La ciudad se preguntaba por la huella de sus jardines,
la sombra que crece como un hada de amor
y deja sin voz a la canícula.
La ciudad era un verano de cabellos grises
bajo el alma sin nombre de los soportales
que son línea de defensa, sombría negación del asfalto,
comercios que le dicen al fantasma que se enseñorea
como sol de oriente que hay una elipse que cumplen los horarios,
un círculo feliz donde el tiempo sonríe,
ávido de su naturaleza que va y viene como un abanico sin límites,
igual que una noria entristecida por el eco que en la luz arroja
su desnuda senda de fulgor y entretenida niebla
-al romper la caricia del alba-
o su caudal marchito de sombras caídas,
flores sin la magia de la luz, opaco el músculo de la noche
que se apropia de la cansada fe que riela sobre el mar,
y lanza su lengua en una última llamarada
hasta el breve instante en que la penumbra es roja
y el sol un diminuto ojo que se extingue
bajo el párpado de la ceniza negra que le hace un guiño a la quietud.

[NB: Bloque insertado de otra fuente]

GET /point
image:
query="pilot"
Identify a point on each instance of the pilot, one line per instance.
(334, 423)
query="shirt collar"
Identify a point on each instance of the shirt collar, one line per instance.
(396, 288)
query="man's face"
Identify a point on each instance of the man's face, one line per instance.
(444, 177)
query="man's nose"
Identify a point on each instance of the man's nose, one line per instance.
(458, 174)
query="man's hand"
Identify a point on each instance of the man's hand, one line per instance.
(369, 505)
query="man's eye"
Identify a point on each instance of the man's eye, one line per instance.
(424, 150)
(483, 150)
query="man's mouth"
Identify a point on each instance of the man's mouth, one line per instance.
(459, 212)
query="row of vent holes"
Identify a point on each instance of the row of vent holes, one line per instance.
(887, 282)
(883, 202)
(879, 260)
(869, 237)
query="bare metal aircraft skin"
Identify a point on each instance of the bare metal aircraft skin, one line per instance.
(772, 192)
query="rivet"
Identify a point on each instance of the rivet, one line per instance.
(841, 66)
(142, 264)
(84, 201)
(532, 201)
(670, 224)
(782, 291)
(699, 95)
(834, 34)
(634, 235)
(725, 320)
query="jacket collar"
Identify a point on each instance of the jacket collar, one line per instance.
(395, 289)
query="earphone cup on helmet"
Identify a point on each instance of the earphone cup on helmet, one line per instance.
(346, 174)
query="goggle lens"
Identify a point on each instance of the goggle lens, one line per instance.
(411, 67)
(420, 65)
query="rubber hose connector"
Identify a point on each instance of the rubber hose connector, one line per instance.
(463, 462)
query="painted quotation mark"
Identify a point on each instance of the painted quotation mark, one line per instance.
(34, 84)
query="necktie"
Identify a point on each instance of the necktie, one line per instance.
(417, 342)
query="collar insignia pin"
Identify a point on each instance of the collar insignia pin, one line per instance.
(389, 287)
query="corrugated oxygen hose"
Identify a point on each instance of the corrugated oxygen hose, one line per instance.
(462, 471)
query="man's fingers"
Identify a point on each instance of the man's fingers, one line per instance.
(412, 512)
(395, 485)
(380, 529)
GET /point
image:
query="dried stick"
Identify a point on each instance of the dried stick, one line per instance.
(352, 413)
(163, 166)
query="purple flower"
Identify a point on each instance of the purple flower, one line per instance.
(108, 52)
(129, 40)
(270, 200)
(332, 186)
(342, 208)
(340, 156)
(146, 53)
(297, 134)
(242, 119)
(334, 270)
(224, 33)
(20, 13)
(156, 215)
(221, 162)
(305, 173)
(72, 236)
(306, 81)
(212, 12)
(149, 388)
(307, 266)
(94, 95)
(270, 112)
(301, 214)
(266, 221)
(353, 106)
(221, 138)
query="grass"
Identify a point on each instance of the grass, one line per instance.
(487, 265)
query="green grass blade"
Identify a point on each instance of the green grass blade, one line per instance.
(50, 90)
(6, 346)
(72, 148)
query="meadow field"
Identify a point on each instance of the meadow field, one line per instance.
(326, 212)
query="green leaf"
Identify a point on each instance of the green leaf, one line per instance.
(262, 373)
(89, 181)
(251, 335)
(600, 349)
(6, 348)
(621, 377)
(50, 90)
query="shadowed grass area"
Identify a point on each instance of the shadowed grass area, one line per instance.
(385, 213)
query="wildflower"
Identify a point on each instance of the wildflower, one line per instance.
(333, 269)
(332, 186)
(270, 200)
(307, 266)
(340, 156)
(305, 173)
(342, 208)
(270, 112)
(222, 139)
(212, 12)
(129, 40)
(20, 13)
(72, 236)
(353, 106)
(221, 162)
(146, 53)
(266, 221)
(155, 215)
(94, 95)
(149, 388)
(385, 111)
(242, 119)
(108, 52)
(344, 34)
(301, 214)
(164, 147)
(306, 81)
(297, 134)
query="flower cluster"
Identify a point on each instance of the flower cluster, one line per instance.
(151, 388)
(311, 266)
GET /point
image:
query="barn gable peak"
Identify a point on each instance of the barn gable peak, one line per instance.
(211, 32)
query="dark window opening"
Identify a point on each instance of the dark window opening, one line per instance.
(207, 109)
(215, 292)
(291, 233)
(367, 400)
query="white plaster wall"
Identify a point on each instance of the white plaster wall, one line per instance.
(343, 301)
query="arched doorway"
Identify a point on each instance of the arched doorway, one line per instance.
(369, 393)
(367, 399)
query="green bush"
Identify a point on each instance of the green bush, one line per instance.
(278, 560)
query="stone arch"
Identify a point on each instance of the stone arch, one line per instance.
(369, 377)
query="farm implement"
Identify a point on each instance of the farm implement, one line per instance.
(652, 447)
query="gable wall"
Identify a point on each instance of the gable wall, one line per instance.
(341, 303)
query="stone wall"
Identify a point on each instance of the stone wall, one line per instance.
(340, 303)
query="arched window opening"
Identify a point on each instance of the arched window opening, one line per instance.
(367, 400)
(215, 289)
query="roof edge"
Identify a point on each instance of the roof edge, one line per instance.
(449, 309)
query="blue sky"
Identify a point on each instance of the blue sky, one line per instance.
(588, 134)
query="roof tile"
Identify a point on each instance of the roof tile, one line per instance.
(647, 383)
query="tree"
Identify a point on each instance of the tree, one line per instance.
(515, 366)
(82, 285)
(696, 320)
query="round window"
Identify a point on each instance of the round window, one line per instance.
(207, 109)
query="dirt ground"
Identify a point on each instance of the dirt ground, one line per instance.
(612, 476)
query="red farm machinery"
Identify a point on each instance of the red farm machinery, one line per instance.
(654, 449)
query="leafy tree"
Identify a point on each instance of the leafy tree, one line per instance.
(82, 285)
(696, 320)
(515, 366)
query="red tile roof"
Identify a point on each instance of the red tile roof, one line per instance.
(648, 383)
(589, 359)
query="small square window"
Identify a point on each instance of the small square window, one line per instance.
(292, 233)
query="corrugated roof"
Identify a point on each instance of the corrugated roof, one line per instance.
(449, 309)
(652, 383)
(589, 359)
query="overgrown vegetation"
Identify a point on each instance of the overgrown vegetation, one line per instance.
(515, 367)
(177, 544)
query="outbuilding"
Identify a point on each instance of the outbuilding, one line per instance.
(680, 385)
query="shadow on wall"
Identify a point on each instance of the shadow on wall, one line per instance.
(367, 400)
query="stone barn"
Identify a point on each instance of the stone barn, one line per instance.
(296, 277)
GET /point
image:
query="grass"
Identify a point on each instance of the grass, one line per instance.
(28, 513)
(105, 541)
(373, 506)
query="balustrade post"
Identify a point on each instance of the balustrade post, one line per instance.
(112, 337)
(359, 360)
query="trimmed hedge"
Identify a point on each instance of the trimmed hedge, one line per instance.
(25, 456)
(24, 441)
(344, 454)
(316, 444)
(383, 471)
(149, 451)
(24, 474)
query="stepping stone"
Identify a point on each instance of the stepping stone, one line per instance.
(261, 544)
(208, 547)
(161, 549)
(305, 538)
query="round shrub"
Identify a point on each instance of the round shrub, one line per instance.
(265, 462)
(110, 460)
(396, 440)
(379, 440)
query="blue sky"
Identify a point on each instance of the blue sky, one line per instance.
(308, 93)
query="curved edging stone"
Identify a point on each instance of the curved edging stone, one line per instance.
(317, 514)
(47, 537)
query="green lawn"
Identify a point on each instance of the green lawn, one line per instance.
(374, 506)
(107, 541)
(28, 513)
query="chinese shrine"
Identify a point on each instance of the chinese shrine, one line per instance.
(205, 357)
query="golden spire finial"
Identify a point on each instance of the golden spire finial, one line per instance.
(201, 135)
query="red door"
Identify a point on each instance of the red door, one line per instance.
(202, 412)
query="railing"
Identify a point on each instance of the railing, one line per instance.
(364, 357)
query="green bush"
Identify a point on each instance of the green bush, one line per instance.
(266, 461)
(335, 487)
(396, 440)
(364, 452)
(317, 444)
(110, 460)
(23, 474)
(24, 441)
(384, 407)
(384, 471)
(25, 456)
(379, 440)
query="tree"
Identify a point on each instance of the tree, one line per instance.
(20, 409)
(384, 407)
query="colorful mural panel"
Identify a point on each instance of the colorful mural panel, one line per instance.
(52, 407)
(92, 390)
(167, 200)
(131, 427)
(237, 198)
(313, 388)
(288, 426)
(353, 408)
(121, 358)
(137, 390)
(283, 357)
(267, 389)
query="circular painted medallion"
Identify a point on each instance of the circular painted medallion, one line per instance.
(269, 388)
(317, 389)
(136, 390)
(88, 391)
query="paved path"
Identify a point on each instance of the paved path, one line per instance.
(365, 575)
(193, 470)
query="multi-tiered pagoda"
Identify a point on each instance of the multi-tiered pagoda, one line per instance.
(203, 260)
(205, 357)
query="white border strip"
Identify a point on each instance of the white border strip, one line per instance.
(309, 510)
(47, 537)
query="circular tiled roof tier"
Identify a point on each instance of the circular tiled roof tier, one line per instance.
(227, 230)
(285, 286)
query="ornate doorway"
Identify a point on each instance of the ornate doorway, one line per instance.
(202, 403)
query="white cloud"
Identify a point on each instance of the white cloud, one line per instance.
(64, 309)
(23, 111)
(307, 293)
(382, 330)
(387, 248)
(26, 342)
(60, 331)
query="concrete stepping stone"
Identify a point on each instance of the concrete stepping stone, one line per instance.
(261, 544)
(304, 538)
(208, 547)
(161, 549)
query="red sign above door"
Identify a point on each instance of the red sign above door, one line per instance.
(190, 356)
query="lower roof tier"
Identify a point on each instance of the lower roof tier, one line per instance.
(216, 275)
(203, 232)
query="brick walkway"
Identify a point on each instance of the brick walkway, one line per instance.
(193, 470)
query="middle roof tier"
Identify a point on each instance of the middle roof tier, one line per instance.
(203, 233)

Amantes los dos de los segundos del frenesí,
cruce de vientos altivos que, sin embargo, se solazan
en el silencio de la ósmosis, en la rueca sin fin
con que la vida nos teje al alud de las horas,
al tenebroso amanecer que es de ámbar y uva dorada.
¿Te reconoces acaso en el insecto paralizado en su cruz de resina y amor,
de vicisitud y lánguidas historias donde ya no eres virgen
porque tu vieja herencia la reclama el cauce de un río legendario
que hace tiempo te arrastró a la sed inmortal de los acantilados,
al faro sin luz, en su base tú ves otra luz-fingida-
a la catarata de este día que se vierte al crepúsculo.
Pero la ciudad esconde un rostro de caliza,
los pájaros aletean en las copas sin que los árboles bailen,
en la plaza más grande escucho los ecos que ya nadie escucha,
la muchedumbre es de añil como un cielo invencible,
y hasta aquí llegan los murciélagos del sur,
hasta mí que no soy ciudad, ni cornisa, ni balcón,
ni desván, ni sótano, ni alféizar al que se asoma
el desvarío de mis sueños.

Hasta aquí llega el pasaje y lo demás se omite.